Consider that appendage closure is usually done in older patients who likely have diminished neurologic reserve. Let's assume this work will be confirmed in larger studies—which seems likely because another small series observed similar findings.[4]

Then the question becomes: what is the significance of adding brain lesions to people with preexisting brain disease? I ask because LAAC is also a big procedure—one that is used to prevent something (stroke or systemic embolism) that may never occur. In fact, and many doctors tend to forget this, the most likely outcome for patients with AF and high stroke risk is that they will not have a future event.

Consider that the flip side of an 8% to 10% yearly stroke-event rate for a patient with a high CHA2DS2-VASc score is the >90% (yearly) chance this patient will not have a stroke. This 90% chance of nothing happening could be compared with a 50% chance of incurring a postprocedural brain lesion.

Again, this trade-off is a core problem with using invasive procedures for prevention. Patients who accept appendage closure must weigh the finite risk of harm from the procedure against an uncertain probabilistic benefit in the future.

Believers in appendage closure will likely take issue with this argument.

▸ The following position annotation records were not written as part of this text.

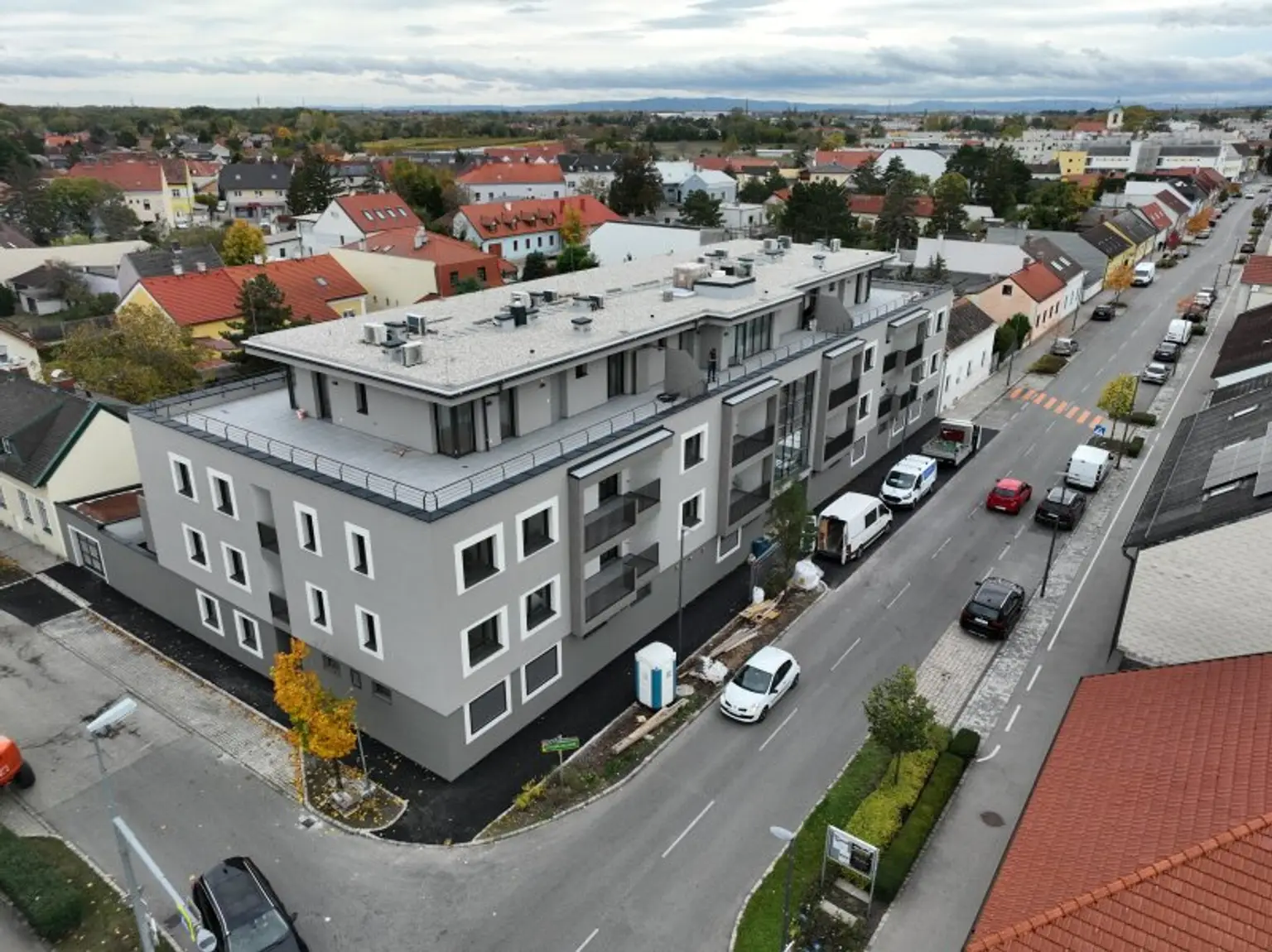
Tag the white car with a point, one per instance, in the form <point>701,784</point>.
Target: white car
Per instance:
<point>761,683</point>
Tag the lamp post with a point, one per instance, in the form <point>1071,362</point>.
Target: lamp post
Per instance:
<point>787,837</point>
<point>108,719</point>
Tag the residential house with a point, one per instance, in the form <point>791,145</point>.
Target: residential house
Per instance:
<point>411,265</point>
<point>55,445</point>
<point>513,180</point>
<point>1149,823</point>
<point>458,579</point>
<point>256,191</point>
<point>968,351</point>
<point>512,230</point>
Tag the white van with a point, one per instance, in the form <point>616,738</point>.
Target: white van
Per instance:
<point>910,481</point>
<point>1179,332</point>
<point>1088,467</point>
<point>850,524</point>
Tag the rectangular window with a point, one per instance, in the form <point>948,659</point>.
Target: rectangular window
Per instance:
<point>210,613</point>
<point>541,672</point>
<point>484,641</point>
<point>320,613</point>
<point>486,711</point>
<point>369,632</point>
<point>306,529</point>
<point>235,566</point>
<point>196,548</point>
<point>248,634</point>
<point>359,543</point>
<point>183,477</point>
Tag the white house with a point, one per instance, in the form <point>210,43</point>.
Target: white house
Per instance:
<point>968,351</point>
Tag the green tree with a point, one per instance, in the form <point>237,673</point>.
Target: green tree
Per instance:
<point>638,185</point>
<point>901,719</point>
<point>701,210</point>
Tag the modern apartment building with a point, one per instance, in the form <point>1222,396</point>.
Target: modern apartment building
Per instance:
<point>469,506</point>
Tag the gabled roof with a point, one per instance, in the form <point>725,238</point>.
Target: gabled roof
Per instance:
<point>378,213</point>
<point>1148,826</point>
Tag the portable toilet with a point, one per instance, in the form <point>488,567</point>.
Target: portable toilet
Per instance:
<point>655,676</point>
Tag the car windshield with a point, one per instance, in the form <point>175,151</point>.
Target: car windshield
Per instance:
<point>752,679</point>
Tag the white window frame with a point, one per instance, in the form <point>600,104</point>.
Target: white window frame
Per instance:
<point>500,562</point>
<point>704,431</point>
<point>555,585</point>
<point>241,623</point>
<point>202,599</point>
<point>553,531</point>
<point>360,617</point>
<point>501,614</point>
<point>508,709</point>
<point>301,511</point>
<point>350,531</point>
<point>246,585</point>
<point>213,476</point>
<point>528,695</point>
<point>173,462</point>
<point>311,604</point>
<point>186,533</point>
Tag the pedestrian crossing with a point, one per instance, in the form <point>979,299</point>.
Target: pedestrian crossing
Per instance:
<point>1061,408</point>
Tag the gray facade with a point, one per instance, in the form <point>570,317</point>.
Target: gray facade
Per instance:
<point>472,581</point>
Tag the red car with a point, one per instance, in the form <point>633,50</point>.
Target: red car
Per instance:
<point>1009,496</point>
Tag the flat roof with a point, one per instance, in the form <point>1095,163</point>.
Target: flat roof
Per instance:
<point>463,351</point>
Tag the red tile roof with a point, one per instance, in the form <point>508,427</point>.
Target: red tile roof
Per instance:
<point>534,215</point>
<point>378,213</point>
<point>494,173</point>
<point>1150,816</point>
<point>128,175</point>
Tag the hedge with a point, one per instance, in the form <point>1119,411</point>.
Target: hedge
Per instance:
<point>52,906</point>
<point>896,862</point>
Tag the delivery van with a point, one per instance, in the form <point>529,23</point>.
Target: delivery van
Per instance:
<point>850,524</point>
<point>910,481</point>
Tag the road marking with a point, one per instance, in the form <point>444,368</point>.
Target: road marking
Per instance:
<point>687,829</point>
<point>845,653</point>
<point>778,728</point>
<point>1011,719</point>
<point>1029,686</point>
<point>894,598</point>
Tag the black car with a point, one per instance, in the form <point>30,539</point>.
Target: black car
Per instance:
<point>994,609</point>
<point>1061,506</point>
<point>242,911</point>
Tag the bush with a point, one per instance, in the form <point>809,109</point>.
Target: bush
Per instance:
<point>52,906</point>
<point>896,862</point>
<point>966,743</point>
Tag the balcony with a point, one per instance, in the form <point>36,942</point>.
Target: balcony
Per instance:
<point>740,502</point>
<point>747,446</point>
<point>617,581</point>
<point>619,514</point>
<point>842,394</point>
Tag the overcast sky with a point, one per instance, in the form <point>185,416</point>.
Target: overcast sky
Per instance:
<point>396,52</point>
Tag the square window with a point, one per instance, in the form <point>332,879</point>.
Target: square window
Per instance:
<point>484,641</point>
<point>223,493</point>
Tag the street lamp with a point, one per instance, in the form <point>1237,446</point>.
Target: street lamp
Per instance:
<point>99,724</point>
<point>787,837</point>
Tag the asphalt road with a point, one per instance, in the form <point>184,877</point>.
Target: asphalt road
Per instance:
<point>664,862</point>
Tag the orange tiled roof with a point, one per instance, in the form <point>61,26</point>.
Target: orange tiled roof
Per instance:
<point>1148,766</point>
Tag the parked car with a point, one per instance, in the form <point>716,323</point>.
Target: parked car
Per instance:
<point>241,909</point>
<point>761,683</point>
<point>994,608</point>
<point>1008,496</point>
<point>1061,506</point>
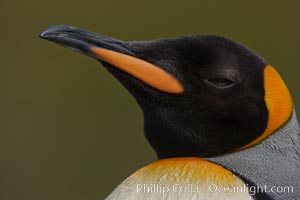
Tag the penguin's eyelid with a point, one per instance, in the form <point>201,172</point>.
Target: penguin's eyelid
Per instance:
<point>220,83</point>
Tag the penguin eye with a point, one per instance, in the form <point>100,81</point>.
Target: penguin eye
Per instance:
<point>220,82</point>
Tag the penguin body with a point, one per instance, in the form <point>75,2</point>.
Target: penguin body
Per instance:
<point>215,112</point>
<point>182,178</point>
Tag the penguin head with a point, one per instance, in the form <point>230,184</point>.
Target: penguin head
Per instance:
<point>200,95</point>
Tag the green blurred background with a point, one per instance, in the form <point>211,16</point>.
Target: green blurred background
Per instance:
<point>68,129</point>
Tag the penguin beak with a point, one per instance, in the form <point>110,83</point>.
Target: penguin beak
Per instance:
<point>113,52</point>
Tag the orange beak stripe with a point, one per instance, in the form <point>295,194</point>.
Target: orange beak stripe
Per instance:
<point>140,69</point>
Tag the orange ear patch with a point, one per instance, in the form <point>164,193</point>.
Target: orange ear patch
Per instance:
<point>279,103</point>
<point>140,69</point>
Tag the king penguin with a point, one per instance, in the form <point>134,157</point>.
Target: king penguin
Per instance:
<point>219,117</point>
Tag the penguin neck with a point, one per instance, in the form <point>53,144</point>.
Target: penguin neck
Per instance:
<point>273,162</point>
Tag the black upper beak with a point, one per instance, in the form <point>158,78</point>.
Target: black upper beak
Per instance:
<point>113,52</point>
<point>82,41</point>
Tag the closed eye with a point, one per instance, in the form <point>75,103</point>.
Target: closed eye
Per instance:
<point>221,83</point>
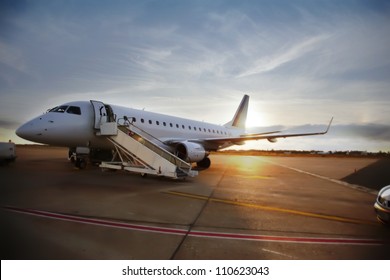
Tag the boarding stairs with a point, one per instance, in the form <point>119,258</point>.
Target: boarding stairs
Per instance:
<point>137,151</point>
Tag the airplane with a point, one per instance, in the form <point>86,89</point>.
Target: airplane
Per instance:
<point>74,125</point>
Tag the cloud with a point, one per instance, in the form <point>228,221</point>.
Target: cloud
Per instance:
<point>284,55</point>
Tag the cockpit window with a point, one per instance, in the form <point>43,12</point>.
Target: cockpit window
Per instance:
<point>59,109</point>
<point>74,110</point>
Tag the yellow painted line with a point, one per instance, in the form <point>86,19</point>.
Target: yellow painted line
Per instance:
<point>274,209</point>
<point>254,177</point>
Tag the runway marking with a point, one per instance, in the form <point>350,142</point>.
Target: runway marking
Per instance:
<point>254,177</point>
<point>204,234</point>
<point>274,209</point>
<point>277,253</point>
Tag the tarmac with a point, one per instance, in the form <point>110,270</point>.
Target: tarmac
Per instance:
<point>242,207</point>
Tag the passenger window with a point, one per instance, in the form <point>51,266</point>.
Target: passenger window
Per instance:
<point>60,109</point>
<point>74,110</point>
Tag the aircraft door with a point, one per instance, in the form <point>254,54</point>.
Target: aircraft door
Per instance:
<point>100,113</point>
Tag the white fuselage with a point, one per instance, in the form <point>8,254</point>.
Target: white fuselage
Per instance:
<point>68,126</point>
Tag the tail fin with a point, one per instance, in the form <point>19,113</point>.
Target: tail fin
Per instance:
<point>239,118</point>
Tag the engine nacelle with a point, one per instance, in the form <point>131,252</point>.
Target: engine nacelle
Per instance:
<point>190,152</point>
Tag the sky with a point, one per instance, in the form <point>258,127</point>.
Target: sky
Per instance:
<point>301,63</point>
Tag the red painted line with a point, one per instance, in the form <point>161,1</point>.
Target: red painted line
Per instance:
<point>98,222</point>
<point>165,230</point>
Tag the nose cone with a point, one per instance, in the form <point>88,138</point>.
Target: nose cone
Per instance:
<point>28,131</point>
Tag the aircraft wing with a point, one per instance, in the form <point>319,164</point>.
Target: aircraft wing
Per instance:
<point>216,143</point>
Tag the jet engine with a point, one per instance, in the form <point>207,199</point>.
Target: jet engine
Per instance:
<point>191,152</point>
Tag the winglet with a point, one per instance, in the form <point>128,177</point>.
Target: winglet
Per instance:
<point>330,123</point>
<point>239,118</point>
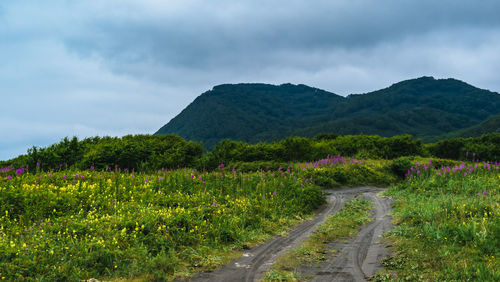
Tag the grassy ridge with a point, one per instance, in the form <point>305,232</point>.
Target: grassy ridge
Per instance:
<point>88,224</point>
<point>447,224</point>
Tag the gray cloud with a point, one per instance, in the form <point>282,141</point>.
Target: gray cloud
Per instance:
<point>127,66</point>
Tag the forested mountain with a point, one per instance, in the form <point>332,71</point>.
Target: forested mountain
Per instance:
<point>424,107</point>
<point>490,125</point>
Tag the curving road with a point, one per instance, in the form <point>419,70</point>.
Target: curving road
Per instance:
<point>355,259</point>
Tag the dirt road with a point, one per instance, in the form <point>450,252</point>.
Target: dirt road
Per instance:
<point>355,259</point>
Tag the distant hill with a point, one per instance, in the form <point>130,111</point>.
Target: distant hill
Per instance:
<point>488,126</point>
<point>424,107</point>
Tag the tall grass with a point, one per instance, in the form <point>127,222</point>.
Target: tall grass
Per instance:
<point>448,225</point>
<point>121,224</point>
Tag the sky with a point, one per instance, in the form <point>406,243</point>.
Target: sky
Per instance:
<point>117,67</point>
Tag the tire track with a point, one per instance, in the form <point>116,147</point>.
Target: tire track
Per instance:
<point>253,264</point>
<point>360,257</point>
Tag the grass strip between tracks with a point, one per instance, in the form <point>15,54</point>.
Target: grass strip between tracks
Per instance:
<point>340,225</point>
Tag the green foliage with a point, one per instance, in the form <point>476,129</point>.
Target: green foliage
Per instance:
<point>77,225</point>
<point>447,226</point>
<point>484,147</point>
<point>401,166</point>
<point>423,107</point>
<point>144,152</point>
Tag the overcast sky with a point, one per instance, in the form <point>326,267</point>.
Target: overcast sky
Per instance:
<point>117,67</point>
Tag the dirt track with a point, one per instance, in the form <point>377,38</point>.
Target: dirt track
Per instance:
<point>355,259</point>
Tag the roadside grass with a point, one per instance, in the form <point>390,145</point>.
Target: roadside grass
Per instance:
<point>447,225</point>
<point>314,250</point>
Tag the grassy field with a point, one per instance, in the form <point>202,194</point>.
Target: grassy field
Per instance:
<point>448,224</point>
<point>114,224</point>
<point>118,224</point>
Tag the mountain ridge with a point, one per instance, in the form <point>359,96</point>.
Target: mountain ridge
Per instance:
<point>424,107</point>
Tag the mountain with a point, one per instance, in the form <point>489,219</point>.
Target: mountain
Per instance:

But the lead author of the European Society of Cardiology 2016 AF treatment guidelines,[5] Dr Paulus Kirchhof (Birmingham, UK), spent 20 minutes in an opening session today outlining the "incomplete evidence, gaps, and uncertainties" surrounding LAAC for stroke prevention. Boston Scientific sponsored this session. And Dr Kirchhof chose his words carefully.

It says a lot that a person of his stature went to the podium to highlight how little we really know about this increasingly common procedure.

The issue of postprocedural brain lesions and long-term neurologic effects after left atrial procedures deserves our attention. I can't imagine a more patient-centered outcome than how these procedures affect the organ that makes us human.